Background: Hypertrophic scarring carries a large burden of disease, including disfigurement, pain and disability. There is currently no effective medical treatment to reduce or prevent hypertrophic scarring. Flightless I (Flii), a member of the gelsolin family of actin remodelling proteins, is an important negative regulator of wound repair.
Objectives: The objective of this study was to investigate the role of Flii as a potential regulator of hypertrophic scarring.
Methods: Using human skin samples and an animal model of bleomycin-induced hypertrophic scarring in mice that overexpress or have reduced expression of Flii, we investigated its effect on dermal fibrosis and hypertrophic scarring.
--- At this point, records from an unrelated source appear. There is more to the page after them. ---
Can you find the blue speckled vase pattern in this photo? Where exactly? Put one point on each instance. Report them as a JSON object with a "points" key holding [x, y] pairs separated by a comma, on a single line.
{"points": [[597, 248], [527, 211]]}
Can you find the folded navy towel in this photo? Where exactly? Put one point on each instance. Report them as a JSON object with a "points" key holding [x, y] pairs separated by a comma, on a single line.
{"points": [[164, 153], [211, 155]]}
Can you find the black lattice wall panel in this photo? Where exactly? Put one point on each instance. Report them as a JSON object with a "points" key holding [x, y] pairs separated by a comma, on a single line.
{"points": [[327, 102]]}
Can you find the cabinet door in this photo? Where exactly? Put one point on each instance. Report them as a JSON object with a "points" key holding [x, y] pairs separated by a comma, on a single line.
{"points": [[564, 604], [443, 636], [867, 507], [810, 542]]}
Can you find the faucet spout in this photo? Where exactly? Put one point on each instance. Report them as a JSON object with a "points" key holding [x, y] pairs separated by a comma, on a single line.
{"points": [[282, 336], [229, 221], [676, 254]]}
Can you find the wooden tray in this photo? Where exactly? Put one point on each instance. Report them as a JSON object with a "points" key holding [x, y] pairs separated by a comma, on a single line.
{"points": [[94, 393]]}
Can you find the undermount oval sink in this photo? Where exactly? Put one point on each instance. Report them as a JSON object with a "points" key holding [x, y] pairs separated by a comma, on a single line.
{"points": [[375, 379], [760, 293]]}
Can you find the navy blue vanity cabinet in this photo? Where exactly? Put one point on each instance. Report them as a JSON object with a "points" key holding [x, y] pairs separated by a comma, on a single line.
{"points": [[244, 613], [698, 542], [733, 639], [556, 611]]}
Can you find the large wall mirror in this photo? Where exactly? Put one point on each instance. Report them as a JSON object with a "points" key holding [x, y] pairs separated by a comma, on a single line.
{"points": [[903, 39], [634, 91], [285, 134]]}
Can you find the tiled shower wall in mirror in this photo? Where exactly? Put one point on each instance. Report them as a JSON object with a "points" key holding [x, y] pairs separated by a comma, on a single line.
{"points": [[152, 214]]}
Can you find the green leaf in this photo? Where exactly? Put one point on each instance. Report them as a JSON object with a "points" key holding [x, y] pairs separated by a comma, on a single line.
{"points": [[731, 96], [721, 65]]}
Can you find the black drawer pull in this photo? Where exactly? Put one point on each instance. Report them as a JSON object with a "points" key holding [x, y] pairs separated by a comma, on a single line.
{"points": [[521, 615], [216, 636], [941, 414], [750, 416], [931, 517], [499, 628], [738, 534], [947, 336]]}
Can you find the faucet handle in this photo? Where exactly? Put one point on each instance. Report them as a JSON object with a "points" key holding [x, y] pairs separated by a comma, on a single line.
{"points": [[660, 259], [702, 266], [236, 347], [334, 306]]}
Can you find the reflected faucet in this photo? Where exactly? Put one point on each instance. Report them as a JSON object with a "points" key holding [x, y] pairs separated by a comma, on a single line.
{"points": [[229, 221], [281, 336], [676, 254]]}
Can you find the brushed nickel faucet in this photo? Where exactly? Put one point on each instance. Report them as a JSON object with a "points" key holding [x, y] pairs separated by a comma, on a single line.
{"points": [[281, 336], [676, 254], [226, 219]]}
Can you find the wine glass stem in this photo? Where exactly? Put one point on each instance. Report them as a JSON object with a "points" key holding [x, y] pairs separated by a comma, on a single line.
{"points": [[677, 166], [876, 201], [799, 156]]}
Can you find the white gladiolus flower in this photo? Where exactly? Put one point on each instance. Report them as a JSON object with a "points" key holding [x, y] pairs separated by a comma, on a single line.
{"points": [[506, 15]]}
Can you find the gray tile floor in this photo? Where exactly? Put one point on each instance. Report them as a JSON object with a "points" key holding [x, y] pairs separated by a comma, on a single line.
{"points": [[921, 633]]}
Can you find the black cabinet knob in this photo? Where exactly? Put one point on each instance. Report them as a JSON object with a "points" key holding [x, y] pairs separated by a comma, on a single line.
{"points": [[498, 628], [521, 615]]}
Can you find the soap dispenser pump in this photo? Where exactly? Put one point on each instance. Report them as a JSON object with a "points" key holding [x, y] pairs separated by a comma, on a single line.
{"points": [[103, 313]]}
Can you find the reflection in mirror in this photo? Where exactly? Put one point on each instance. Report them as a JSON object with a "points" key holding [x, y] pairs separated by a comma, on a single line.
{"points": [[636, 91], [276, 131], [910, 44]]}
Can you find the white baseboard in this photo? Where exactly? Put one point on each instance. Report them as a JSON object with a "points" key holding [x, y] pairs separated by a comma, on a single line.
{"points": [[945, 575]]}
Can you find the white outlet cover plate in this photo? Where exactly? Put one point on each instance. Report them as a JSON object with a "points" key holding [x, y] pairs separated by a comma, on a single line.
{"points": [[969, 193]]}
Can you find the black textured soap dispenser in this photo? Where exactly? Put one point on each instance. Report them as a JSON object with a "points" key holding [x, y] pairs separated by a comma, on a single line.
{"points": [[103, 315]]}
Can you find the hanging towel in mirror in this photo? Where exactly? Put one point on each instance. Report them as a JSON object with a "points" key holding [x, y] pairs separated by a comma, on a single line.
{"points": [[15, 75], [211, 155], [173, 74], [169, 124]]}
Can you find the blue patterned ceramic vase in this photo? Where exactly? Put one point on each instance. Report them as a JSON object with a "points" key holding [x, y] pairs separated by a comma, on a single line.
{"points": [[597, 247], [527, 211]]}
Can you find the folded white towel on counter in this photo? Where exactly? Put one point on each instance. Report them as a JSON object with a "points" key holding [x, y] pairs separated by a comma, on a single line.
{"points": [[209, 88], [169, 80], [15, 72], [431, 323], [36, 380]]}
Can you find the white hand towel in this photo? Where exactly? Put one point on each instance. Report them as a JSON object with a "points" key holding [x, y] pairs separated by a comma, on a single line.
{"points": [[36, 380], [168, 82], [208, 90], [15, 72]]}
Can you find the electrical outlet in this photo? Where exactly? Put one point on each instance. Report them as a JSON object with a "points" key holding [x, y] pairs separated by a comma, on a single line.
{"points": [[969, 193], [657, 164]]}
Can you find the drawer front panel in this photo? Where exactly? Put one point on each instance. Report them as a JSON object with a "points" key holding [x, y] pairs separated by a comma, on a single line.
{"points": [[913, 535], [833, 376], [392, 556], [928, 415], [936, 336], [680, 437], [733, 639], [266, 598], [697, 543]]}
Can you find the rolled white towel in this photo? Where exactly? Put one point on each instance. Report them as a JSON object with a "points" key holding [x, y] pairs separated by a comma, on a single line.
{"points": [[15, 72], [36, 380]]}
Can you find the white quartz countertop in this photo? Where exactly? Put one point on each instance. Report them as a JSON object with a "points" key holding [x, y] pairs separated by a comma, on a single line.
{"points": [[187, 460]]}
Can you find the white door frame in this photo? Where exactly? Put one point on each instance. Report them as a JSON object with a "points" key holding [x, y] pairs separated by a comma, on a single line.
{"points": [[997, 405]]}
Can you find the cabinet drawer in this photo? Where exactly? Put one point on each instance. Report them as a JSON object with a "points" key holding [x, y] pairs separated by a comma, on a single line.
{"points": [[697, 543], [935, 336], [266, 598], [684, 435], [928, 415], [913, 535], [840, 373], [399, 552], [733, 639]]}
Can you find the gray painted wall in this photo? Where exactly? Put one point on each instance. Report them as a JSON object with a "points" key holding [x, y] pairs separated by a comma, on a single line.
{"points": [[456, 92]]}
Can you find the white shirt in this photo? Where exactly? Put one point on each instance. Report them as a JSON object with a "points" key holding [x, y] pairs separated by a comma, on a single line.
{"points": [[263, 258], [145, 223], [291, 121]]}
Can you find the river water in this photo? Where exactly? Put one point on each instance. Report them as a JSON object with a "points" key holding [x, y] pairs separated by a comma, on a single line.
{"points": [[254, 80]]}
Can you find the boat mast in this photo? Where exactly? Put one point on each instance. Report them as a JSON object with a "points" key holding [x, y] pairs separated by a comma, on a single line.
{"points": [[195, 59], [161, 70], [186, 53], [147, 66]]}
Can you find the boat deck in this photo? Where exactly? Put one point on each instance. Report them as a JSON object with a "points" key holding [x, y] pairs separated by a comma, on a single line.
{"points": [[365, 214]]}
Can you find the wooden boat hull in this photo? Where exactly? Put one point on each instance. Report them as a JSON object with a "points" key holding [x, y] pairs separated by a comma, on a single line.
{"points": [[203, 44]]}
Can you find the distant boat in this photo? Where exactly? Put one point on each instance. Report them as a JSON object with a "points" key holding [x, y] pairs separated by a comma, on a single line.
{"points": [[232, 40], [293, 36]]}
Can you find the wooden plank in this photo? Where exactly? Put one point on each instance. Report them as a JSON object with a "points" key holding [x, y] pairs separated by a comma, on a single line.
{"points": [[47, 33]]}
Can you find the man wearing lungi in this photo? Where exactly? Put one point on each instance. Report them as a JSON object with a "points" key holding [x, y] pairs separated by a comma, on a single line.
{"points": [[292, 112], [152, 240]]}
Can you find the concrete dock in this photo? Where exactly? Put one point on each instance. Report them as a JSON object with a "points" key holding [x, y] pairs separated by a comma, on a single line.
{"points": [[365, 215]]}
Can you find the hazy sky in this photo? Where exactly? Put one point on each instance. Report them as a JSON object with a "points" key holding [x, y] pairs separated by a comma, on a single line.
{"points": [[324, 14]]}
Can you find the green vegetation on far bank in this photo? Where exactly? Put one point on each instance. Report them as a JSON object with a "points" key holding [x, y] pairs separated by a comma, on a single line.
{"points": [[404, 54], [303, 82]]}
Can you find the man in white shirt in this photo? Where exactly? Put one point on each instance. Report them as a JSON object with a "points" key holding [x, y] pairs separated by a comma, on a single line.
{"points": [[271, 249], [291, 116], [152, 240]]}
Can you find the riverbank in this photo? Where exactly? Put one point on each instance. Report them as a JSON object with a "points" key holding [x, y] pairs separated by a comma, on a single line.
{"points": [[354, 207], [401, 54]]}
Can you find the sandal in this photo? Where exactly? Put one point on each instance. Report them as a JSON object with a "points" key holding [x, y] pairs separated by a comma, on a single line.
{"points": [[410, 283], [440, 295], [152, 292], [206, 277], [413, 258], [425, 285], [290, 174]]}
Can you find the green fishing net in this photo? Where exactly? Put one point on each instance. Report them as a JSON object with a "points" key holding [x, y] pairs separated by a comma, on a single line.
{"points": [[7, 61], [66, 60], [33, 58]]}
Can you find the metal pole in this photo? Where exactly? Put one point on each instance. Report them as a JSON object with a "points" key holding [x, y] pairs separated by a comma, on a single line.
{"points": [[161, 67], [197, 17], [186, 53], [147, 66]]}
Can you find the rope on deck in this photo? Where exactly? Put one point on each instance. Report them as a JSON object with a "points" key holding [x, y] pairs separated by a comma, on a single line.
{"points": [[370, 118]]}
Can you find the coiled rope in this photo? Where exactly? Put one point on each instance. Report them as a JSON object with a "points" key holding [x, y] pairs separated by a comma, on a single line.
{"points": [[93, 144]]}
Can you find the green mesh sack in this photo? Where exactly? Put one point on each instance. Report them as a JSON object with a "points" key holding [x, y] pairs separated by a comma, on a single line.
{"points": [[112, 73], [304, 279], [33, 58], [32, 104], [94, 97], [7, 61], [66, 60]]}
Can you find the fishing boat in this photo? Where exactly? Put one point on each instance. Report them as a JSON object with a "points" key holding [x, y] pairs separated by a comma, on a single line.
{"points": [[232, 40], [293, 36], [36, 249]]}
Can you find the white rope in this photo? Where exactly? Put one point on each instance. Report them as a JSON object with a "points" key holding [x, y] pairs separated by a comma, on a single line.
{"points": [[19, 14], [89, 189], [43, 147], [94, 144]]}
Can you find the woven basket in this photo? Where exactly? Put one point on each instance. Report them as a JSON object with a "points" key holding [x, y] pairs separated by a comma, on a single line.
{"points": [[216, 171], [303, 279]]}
Results: Flii expression was increased in human burns and hypertrophic scars. A similar increase in Flii was observed in hypertrophic scars formed in mice post-treatment with bleomycin. However, Flii-deficient (Flii(+/-) ) mice had reduced scarring in response to bleomycin evidenced by decreased dermal thickness, smaller cross-sectional scar areas, fewer myofibroblasts and a decreased collagen I/III ratio. In contrast, bleomycin-treated Flii-overexpressing mice (Flii(Tg/Tg) ) showed increased scar dermal thickness, larger cross-sectional scar areas, more myofibroblasts and an increased collagen I/III ratio. Injecting developing scars with a Flii neutralizing antibody led to a significant reduction in the size of the scars and a reduction in the collagen I/III ratio.
Conclusions: This study identifies Flii as a profibrotic agent that contributes to excessive scar formation. Reducing its activity using neutralizing antibodies is a promising approach for reducing hypertrophic scarring.
© 2015 British Association of Dermatologists.